1:00 PM ET | noon CT | 11:00 AM MT | 10:00 AM PT
Presented by Jos IJspeert, MSc, Radboud University Medical Center
Shoulder or scapular dyskinesia is one of the most common symptoms of FSHD. The muscles that normally stabilize the shoulder blade, or scapula, are weakened, and the scapula will jut out (“scapular winging”) and reduce the arm’s range of motion. Jos Ijspeert, a physiotherapist and PhD candidate at Radboud University Medical Center, has been conducting research on the potential for exercises to improve shoulder dyskinesia. He has found that shoulder problems caused by FSHD can sometimes be treated with physiotherapy. Targeted shoulder function training may even postpone muscle weakness. This training involves not only strength and mobility, but focuses on the control of the muscles. Through research in neuralgic amyotrophy, which is a nerve disease of the shoulder girdle, his team has discovered that the control of the muscles by the brain changes even if the muscle strength is adequate. The coordination of the shoulder muscles, therefore may deteriorate before the muscle strength does.

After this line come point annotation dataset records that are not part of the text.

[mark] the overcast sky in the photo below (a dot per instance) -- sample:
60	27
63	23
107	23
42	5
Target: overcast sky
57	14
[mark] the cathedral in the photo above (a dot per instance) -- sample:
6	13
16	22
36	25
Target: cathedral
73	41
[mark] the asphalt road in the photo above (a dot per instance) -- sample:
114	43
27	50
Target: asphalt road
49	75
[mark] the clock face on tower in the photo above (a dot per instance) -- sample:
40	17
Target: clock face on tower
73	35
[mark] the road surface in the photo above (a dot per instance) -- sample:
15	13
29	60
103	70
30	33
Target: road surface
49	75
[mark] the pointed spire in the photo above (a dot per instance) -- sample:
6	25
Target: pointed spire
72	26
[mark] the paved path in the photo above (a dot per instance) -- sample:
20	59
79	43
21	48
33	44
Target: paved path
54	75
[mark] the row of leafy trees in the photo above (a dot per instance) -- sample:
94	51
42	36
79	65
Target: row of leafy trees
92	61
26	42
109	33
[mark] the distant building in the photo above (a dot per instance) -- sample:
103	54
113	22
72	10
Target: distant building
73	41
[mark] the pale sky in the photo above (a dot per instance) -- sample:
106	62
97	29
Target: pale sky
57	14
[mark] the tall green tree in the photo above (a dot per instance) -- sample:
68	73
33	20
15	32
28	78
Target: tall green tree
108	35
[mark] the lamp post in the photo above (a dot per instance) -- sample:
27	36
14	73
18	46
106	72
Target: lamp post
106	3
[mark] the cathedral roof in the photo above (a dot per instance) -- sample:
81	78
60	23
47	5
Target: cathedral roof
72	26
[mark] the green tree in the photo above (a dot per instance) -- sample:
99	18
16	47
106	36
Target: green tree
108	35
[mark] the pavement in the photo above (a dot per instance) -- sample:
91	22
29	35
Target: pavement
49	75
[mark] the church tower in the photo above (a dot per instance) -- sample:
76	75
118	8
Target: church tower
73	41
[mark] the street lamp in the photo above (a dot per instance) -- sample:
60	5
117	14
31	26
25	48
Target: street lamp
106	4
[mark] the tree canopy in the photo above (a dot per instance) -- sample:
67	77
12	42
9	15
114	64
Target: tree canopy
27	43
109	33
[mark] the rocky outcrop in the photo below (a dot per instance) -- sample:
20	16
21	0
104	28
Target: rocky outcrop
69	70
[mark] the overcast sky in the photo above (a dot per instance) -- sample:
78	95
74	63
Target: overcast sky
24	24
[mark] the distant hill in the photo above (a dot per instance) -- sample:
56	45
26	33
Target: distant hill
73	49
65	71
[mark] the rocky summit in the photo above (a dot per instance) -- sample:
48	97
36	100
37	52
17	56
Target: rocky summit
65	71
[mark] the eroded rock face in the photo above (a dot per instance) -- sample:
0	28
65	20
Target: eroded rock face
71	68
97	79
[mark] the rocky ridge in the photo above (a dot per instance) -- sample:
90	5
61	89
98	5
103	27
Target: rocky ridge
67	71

“We already know (mostly from the study of leg muscles) that FSHD progression is slower in more trained muscles, therefore, we think it is important that people with FSHD and shoulder complaints start using their shoulder muscles most effectively in daily activities,” IJspeert says. “As long as patients still have muscle strength, something can be done about the instability of the scapulae and overloading of the shoulder muscles can be prevented. We also hope that we can slow down the weakening of the scapular muscles, particularly in children, because they still have enough muscle strength to work with.”